Dropping the brush, she stared into the gilded tri-fold mirror she’d imported from Italy with Sebastian’s blessing. Her father-in-law had encouraged her to redecorate, urged her and Jamie to make the addition to the thick-walled adobe ranch house their home.
Now she knew that Jamie considered the luxurious wing a prison.
Her heart aching, Arlene examined her sculpted chin and pronounced cheekbones from three different angles. She didn’t see the hollowed indentations or skin stretched skeletal tight, only the tiny pads in her upper lids. With a trembling finger, she stroked a little fatty fold. Despite her best efforts, it hadn’t disappeared with fasting or facial exercise. She’d have to see a plastic surgeon in
Phoenix or Scottsdale. She’d call tomorrow and make an appointment for next week. No, she’d wait until Sydney Scott left Chalo Canyon.
Damn the woman!
Ten miles away Reece unknowingly echoed the sentiments of Sebastian and his daughter-in-law. Like a persistent itch that couldn’t be reached to scratch, Sydney irritated his thoughts.
Why couldn’t he get the woman out of his mind?
He propped a boot on the low parapet that followed the crest of his dam. He’d come up to get some air, take a break before he and his team finished the revised cost estimates he’d promised his boss. Yet his wayward thoughts insisted on drifting to the crew at the ruins.

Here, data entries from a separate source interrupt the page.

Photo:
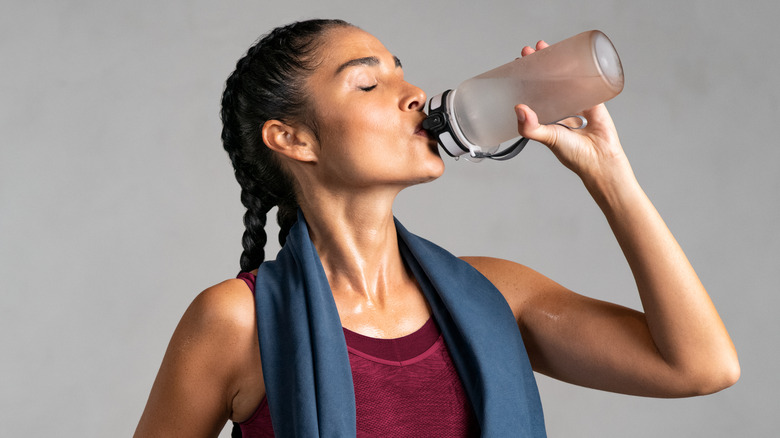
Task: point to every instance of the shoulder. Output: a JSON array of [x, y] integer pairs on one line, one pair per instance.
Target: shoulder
[[217, 327], [209, 372], [520, 285], [224, 306]]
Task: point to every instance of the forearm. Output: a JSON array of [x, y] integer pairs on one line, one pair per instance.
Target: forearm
[[681, 318]]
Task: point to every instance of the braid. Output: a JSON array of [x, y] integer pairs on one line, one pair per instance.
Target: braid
[[267, 84]]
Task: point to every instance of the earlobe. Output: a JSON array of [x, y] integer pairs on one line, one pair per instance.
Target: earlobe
[[292, 142]]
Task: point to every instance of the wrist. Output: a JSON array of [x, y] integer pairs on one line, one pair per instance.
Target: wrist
[[612, 183]]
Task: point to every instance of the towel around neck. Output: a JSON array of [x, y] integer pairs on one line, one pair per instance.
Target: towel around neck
[[304, 356]]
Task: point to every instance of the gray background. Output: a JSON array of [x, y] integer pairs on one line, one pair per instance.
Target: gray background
[[118, 205]]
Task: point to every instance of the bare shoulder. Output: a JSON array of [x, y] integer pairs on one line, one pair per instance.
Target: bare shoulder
[[520, 285], [226, 306], [211, 369]]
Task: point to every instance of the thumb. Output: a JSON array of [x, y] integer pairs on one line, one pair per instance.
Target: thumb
[[528, 126]]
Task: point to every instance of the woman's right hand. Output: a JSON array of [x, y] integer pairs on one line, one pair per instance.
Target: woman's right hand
[[593, 152]]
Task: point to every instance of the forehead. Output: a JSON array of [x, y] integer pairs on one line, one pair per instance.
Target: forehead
[[344, 44]]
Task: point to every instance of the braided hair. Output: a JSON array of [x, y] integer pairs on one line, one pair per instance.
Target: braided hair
[[268, 84]]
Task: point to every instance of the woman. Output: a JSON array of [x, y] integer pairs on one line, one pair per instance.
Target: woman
[[317, 117]]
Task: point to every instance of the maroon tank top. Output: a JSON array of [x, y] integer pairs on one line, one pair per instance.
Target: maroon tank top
[[404, 387]]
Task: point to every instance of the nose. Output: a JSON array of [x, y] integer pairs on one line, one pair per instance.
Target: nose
[[414, 98]]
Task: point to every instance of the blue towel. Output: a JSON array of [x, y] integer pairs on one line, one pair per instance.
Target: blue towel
[[306, 367]]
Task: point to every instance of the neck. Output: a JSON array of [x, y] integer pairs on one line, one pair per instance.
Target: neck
[[355, 237]]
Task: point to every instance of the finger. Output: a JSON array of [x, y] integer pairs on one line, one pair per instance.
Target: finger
[[527, 50], [528, 126]]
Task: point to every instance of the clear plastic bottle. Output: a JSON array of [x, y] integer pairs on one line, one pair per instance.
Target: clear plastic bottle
[[556, 82]]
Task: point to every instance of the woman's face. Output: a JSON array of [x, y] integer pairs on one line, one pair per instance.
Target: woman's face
[[369, 119]]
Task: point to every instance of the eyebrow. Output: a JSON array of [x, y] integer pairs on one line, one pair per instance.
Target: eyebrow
[[367, 61]]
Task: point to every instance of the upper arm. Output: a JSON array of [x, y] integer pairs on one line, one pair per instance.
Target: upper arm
[[205, 366], [579, 339]]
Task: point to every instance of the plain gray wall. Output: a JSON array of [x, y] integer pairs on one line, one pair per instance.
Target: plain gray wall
[[118, 205]]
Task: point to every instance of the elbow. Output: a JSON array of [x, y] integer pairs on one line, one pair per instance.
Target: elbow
[[715, 377]]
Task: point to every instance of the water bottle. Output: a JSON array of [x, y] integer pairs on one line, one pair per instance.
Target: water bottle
[[557, 82]]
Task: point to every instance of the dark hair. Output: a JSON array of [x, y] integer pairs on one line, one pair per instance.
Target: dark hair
[[268, 84]]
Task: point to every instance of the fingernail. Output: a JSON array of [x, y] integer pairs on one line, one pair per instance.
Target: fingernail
[[520, 115]]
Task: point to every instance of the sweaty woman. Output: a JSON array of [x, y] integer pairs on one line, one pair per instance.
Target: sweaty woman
[[319, 121]]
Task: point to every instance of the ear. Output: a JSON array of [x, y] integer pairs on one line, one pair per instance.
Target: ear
[[296, 143]]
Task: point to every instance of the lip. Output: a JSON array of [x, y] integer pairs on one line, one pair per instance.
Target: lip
[[422, 132]]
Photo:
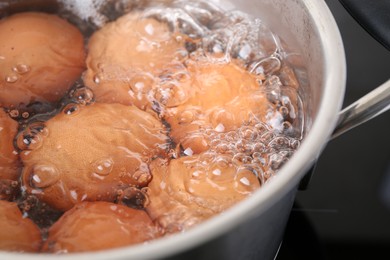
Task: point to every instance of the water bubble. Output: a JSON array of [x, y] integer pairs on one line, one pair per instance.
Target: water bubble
[[14, 113], [103, 167], [21, 69], [31, 137], [276, 160], [43, 176], [25, 115], [187, 116], [241, 158], [98, 78], [70, 109], [246, 179], [279, 143], [266, 66], [83, 95], [143, 177], [248, 133], [11, 78]]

Or more specifically, to the woman who directed them.
He ought to be calculating cubic yards of concrete, additional man-hours, the added economic impact to the surrounding area if the repairs took longer than originally anticipated. He let his gaze roam the now-empty chasm behind the massive concrete dam. At this point Reece couldn’t say with any certainty when the reservoir would fill again. After two exhaustive days of e-mails, conference calls and sometimes heated discussions, his boss had decided to crunch the data and construct yet another 3-D finite element model. Since the modified repair program Reece was recommending would run some five million dollars more than originally budgeted for, he could understand Mike’s reluctance to rush into it. At this rate, though, the actual repair work would take three years instead of three weeks.
Tomorrow he’d have to meet with a coalition of agricultural, environmental, recreational, Native American and business leaders to explain the added delay before a final decision.
Tonight…
Tonight. He kept wondering how the shoot was going, whether Sydney and her crew had any problems with the pulleys he’d rigged, whether he’d bump into her at the Lone Eagle Café later.
He hadn’t seen her since yesterday, had only spoken to her briefly this morning when she’d called for clearance. Yet he couldn’t shake the lingering image of her dancing green eyes when he’d tried to explain the rudimentary laws of physics, or his nagging regret that he’d turned down her offer of dinner last night. The more he thought about it, the more regret spiraled into lust. Hard on the heels of that lust came a twist of self-disgust when he remembered his spike of raw jealousy as he’d spotted Jamie Chavez oozing charm all over Sydney yesterday morning.